Why do we go gray?

Legend has it that Marie AntoinetteQueen consort of France, dawned the day of his execution in the guillotine with totally white hair. The same happened to Tomás Moro, political philosopher and English writer, before his execution in the Tower of London in 1535. Obviously this is something impossible. A person's hair cannot turn gray in a single night. However, the stress accumulated over months, knowing that you will be executed, as is the case, can cause hair loss (alopecia areata or syndrome Marie Antoinette). Usually the first ones to get lost are dark hair and this can give a false feeling that the hair has suddenly turned white.

Possible causes

The root cause is the loss of the function of cells called melanocytes They produce melanin. This substance, which acts as a pigment, is responsible for giving a dark tone to our hair, iris or skin when we sunbathe. We have hundreds of thousands of hair follicles in our body, these contain keratinocytes, which produce keratin, a substance from which our hair is made and that is dyed dark with melanin.
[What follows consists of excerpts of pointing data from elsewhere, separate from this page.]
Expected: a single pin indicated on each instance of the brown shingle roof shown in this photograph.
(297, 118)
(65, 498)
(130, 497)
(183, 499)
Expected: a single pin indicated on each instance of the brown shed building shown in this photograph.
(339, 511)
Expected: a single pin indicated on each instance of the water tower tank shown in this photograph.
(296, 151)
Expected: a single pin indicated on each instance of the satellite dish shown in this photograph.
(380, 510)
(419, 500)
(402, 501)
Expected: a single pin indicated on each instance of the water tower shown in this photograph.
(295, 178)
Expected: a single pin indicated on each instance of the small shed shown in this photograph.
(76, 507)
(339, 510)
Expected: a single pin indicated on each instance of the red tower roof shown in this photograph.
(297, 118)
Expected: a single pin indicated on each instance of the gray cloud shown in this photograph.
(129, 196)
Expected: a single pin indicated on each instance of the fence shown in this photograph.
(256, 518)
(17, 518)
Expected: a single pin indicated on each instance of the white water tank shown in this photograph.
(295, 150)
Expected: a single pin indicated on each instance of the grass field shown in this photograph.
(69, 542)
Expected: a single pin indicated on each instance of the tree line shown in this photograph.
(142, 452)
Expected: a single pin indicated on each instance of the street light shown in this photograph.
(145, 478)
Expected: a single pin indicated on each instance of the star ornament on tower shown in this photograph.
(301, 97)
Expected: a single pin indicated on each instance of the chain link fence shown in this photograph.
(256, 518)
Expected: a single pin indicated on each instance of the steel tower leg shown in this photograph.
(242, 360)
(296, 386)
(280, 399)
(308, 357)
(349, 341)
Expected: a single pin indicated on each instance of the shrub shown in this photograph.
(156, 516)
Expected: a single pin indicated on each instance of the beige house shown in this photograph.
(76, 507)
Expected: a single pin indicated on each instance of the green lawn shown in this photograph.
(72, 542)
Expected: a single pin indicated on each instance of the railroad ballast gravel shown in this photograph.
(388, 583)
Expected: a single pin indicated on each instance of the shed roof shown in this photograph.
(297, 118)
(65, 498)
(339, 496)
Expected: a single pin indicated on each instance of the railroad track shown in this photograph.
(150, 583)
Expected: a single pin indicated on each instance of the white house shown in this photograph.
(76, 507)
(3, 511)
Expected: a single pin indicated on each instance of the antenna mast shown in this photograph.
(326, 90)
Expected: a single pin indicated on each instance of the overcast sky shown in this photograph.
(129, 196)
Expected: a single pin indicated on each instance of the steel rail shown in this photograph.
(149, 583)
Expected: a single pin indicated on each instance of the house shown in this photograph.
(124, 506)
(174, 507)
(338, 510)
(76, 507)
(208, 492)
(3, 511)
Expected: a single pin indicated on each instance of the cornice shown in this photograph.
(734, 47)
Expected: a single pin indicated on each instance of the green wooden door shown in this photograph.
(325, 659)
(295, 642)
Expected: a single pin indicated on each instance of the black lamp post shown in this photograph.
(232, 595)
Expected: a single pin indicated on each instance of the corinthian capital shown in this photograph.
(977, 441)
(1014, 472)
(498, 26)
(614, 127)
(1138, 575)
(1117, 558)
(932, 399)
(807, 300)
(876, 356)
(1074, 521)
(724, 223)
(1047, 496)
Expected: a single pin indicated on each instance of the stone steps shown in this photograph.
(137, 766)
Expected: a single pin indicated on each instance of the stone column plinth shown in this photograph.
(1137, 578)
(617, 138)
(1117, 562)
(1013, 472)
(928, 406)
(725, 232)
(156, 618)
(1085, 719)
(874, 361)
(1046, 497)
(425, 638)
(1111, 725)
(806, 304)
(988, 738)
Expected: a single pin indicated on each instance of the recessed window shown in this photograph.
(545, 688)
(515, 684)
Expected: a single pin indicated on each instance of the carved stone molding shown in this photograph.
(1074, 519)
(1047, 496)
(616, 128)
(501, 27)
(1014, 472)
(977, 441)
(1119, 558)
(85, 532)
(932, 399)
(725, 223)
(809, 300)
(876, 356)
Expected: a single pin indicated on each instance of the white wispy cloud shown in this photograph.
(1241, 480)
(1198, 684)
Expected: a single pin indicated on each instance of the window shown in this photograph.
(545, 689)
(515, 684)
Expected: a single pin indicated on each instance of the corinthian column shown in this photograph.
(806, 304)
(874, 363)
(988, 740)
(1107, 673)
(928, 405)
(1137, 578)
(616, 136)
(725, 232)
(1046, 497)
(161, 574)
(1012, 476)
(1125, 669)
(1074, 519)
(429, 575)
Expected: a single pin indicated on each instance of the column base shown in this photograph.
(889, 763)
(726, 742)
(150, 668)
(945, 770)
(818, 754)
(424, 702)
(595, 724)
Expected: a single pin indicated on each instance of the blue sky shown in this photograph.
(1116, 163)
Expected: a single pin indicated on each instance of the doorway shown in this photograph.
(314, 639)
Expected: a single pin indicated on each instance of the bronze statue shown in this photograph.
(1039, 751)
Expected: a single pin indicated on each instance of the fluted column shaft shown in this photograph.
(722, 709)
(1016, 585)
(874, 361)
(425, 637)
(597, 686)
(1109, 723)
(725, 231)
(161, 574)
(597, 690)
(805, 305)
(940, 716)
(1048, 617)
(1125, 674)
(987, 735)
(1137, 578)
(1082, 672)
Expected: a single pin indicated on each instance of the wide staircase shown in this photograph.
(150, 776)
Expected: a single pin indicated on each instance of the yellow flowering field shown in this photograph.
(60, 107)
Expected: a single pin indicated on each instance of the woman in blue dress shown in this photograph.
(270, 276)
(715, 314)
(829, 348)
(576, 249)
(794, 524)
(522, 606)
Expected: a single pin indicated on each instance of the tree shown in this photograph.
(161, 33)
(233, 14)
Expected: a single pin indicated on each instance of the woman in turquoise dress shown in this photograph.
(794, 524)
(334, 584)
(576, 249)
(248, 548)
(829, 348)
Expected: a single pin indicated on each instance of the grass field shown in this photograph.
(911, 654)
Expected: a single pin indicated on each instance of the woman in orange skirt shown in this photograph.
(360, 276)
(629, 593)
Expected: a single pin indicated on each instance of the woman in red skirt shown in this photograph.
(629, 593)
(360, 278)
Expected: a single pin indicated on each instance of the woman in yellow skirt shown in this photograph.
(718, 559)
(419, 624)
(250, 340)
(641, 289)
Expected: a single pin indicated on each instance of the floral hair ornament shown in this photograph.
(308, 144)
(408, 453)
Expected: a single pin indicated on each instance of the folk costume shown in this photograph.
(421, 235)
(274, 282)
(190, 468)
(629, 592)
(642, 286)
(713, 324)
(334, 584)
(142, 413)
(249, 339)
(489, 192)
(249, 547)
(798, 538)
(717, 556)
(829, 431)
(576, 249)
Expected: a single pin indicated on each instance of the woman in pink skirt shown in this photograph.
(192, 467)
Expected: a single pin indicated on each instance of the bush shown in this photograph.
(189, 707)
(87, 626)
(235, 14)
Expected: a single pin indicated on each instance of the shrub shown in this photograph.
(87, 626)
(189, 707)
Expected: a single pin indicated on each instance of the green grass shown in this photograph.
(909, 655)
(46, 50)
But when does the hair turn white? Under normal conditions this phenomenon is conditioned by our genetic inheritance. In the white race usually begins over 30 years, while in the black it does it over fifty. The darker the skin, it seems that graying arises later. There are people, like the actor Richard Gere, to those that appear early, over 20 years of age. They say that he even had to dye his chestnut hair during his first roles.

There are also congenital diseases such as albinism, in which there is a reduction or absence of melanin pigment. This disorder not only occurs in humans, also in animals. Remember Snowflake, the albino gorilla of the Barcelona zoo. There is another disease that is known as Vitiligo in which the pigmentation deficit is localized and white spots (without color) occur on the skin or scalp. White hair has also been linked to smoking and other diseases such as hypothyroidism or malnutrition. And who has not heard the famous phrase: "do not tear a cane that comes out more"? This is something totally false, if you tear off a cane, the same hair will come out of the hair follicle again.

Nor is the relationship between stress and gray hair very clear. Although high levels of this can end up affecting the immune system and melanocytes. In any case it seems that it is more related to alopecia.

In recent times, the role of immunity is being investigated. It has been observed, by chance, that in some immunosuppressive treatments, used to treat cancer, hair whitening can be reversed. The role of hydrogen peroxide (hydrogen peroxide) produced in our capillaries is also analyzed, and how some antioxidant substances or foods could slow the phenomenon. You just have to see a president like José Luis Rodríguez Zapatero, Pedro Sanchez or Barack Obama to realize that some role plays stress, at least that of the legislatures.

At the moment there is nothing we can do to delay or slow down the appearance of gray hair. If you decide not to dye your hair, you can do as Christine Lagarde, president of European Central Bank, George Clooney or Brad Pitt and show off maturity and become an icon of elegance.